Não tenho arma ou guarda-costas. Não dirijo carro de luxo. Minha esposa não ostenta jóias na rua. Meus filhos não precisam exibir roupas de grife ou tênis de marca. Evito horários e locais suspeitos. Descobri um lugar relativamente seguro para morar e está longe de ser uma mansão. E, acima de tudo, embora jamais abra mão do uso da razão, tenho muita fé em Deus. Esta é a minha receita.

Não estamos apregoando a ninguém tornar-se herói ou mártir. Preocupa-nos, por exemplo, a situação de algumas classes profissionais como taxistas e caminhoneiros. Talvez haja necessidade de uma legislação complementar.

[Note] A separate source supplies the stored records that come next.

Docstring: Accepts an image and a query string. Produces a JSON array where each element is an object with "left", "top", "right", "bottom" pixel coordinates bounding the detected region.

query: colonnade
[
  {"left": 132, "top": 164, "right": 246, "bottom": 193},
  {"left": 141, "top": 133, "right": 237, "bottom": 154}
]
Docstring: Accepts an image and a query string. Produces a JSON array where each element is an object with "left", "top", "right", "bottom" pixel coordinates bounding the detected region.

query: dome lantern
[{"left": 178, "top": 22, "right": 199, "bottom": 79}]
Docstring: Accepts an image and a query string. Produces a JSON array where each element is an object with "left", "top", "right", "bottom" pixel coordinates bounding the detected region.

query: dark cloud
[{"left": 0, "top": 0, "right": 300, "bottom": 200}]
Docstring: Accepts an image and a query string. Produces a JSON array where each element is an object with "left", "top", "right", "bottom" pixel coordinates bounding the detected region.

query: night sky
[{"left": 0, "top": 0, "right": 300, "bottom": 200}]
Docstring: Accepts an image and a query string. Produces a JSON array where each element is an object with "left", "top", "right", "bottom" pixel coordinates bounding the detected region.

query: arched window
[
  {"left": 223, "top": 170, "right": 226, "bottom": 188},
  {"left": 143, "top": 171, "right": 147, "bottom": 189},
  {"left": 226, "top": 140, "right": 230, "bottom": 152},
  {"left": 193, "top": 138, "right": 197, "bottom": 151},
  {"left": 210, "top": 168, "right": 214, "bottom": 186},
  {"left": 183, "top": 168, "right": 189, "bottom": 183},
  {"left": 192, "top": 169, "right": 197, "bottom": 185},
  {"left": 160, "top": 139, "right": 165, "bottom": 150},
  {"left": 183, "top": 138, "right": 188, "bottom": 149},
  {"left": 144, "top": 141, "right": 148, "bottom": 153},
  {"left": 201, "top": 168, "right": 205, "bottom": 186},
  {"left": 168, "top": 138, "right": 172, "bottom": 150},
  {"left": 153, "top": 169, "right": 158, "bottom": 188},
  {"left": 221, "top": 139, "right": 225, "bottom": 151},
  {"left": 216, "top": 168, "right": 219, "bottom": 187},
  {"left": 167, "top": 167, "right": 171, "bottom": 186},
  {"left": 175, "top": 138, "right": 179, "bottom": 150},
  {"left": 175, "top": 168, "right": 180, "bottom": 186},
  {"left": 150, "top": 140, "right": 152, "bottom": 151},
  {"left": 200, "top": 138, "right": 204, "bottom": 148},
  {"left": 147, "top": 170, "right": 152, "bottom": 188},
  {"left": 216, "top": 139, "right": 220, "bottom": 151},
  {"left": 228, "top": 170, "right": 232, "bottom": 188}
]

Mas a humanidade precisa continuar acreditando e praticando a paz. O Bem prevalecerá quando for expressão ativa da maioria dos homens. Regidos conscientemente por princípios de amor, justiça e solidariedade, teremos menos desigualdades sociais, pessoas mais esclarecidas e com mais oportunidades, empresários menos gananciosos, lideranças mais compromissadas com o bem-estar dos grupos, leis mais justas e governos mais responsáveis. Apesar de tudo o que aí está.